Internet, on amasse les copies

par Marie Lechner
publié le 28 février 2011 à 15h13

«Il n'y a pas de vérité unique, pas d'original, pas de dérivés, juste des versions.» Versions 2010 est précisément le titre de l'essai vidéo d'Oliver Laric, artiste autrichien basé à Berlin qui examine la manière dont les images sont utilisées, appropriées et modifiées à l'âge numérique. Il remet en question la hiérarchie entre les images originales et celles considérées comme des dérivées, forcément de second ordre.
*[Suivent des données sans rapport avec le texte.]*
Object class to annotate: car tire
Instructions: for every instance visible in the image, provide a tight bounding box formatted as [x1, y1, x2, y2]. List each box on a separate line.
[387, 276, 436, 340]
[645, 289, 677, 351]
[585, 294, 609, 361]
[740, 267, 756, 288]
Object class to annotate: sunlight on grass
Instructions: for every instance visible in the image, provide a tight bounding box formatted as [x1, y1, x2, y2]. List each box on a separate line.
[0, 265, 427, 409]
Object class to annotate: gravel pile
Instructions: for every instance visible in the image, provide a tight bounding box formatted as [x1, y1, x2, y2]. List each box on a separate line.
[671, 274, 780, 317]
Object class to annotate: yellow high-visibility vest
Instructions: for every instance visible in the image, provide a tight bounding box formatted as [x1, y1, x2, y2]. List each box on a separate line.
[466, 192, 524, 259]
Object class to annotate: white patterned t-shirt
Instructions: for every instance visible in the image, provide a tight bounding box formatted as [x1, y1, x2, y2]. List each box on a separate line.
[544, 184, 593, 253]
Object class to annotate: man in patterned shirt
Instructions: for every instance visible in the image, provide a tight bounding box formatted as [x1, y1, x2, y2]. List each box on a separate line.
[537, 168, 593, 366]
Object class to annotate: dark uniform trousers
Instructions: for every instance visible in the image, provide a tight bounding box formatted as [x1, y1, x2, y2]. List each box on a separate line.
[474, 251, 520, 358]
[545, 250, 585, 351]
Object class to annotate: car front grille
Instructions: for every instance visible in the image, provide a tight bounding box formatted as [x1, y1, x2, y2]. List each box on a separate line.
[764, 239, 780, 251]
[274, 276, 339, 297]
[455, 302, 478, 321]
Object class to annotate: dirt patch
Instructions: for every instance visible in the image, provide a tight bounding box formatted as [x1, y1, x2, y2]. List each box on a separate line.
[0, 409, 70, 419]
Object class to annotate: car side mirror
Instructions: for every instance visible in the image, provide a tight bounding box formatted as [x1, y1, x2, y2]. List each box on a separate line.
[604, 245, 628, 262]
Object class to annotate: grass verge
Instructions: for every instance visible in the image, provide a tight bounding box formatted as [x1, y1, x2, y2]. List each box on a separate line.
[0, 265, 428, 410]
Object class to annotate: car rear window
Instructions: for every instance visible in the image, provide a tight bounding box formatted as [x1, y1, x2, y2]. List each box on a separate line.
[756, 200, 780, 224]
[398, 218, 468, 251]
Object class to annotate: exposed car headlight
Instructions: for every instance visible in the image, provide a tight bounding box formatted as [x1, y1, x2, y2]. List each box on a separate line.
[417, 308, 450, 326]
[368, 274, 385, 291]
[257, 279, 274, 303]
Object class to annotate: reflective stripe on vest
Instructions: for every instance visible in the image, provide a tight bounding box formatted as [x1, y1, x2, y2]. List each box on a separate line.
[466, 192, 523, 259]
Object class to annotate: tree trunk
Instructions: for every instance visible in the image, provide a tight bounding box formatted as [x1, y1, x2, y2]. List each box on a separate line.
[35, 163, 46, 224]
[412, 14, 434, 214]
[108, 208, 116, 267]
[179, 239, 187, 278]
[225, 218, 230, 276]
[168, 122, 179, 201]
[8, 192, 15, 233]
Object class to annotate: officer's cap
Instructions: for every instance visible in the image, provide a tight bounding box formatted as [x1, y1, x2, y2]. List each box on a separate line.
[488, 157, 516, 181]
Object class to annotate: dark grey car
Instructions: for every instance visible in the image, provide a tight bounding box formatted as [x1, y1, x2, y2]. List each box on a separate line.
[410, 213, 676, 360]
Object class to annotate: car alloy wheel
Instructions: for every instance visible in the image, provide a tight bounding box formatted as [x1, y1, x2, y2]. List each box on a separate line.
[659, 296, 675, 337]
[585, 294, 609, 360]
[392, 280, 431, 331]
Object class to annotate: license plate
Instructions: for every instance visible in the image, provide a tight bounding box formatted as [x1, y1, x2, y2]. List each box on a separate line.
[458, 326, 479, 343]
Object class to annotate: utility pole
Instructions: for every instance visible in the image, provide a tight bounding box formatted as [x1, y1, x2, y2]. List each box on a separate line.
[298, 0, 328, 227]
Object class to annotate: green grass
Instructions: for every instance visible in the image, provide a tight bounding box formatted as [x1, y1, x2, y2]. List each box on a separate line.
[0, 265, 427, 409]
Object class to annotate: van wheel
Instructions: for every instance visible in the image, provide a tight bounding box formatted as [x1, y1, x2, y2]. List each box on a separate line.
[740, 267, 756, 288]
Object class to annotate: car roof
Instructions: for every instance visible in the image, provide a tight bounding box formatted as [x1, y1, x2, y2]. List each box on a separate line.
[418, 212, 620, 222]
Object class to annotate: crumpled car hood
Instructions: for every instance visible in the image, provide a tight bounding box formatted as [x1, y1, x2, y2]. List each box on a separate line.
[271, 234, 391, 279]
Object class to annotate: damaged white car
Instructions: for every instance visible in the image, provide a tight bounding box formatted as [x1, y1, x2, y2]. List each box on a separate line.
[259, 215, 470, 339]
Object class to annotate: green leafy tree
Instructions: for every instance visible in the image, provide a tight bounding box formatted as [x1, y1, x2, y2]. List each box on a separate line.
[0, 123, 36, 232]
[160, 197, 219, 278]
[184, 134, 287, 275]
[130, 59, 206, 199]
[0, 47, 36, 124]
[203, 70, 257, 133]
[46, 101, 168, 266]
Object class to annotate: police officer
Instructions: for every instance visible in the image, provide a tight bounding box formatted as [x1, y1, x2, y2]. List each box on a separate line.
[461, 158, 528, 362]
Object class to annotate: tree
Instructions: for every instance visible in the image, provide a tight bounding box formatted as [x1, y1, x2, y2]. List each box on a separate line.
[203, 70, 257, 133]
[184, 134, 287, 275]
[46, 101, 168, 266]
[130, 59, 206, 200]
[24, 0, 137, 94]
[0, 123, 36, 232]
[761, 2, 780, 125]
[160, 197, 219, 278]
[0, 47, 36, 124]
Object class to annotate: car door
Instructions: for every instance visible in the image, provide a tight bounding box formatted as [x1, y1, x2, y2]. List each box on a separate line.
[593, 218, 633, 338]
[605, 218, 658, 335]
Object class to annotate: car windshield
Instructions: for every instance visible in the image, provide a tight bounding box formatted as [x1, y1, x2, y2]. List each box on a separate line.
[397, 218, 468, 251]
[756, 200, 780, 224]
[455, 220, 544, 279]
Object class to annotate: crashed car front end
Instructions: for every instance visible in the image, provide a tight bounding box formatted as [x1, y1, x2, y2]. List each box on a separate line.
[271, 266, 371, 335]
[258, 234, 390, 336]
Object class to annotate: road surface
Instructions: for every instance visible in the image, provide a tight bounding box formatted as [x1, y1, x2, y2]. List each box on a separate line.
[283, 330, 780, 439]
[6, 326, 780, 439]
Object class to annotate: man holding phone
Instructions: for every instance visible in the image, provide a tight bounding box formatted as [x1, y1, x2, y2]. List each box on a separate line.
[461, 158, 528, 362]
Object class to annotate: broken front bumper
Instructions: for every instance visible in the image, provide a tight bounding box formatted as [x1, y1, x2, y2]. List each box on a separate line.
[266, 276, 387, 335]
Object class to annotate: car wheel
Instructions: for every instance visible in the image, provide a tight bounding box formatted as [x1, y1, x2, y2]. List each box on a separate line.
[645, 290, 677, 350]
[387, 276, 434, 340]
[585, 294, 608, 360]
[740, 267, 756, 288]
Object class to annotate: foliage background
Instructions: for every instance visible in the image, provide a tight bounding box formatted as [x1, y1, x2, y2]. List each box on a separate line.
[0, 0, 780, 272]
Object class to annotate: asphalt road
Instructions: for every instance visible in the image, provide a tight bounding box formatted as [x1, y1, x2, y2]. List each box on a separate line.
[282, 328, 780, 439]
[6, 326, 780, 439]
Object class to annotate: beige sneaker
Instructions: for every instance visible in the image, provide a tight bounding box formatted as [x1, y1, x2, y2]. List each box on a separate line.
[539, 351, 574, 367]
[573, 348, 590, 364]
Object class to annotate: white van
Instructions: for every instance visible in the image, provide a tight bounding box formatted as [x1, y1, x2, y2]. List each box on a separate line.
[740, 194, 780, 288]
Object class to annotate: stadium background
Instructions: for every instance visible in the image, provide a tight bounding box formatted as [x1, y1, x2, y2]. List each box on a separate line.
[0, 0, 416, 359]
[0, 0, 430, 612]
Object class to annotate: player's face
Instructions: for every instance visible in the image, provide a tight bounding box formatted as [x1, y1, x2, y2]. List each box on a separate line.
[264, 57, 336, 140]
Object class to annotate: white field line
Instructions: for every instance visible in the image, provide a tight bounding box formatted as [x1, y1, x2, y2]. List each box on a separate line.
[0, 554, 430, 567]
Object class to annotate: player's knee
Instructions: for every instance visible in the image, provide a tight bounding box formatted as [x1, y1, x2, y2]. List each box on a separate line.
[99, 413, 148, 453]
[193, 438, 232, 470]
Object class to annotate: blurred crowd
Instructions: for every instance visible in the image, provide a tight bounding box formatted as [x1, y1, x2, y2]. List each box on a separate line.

À l'ère du réseau Internet, les bootlegs, copies et remixes prennent le pas sur la production culturelle dite «originale», si tant est qu'elle existe. «Presque tout a été photoshopé» égrène la voix off clinique tandis que défilent les images de tirs de missiles en Iran qui ont fait, en 2008, le tour du monde. La première image, publiée par les Gardiens de la révolution iranienne, montrait quatre missiles dont l'un d'eux avait été rajouté à la palette graphique. Une version corrigée avec trois missiles parut trois jours plus tard, avant que les internautes eux-mêmes ne poursuivent la manipulation, créant une infinité de variations. À l'époque, quand on googlait l'incident, la version initiale à quatre missiles coexistait avec celle à quarante missiles. «C'est le spectateur qui décide de l'authenticité. Plus une image est vue et plus elle a de chances d'apparaître en tête des résultats de recherche. Une image vue assez souvent devient partie de la mémoire collective» , dit la voix off dans un précédent montage de ce film , constamment réédité. «Chaque mensonge crée un monde parallèle. Un monde dans lequel il est vrai» , comme le souligne l'écrivain et musicien écossais Momus.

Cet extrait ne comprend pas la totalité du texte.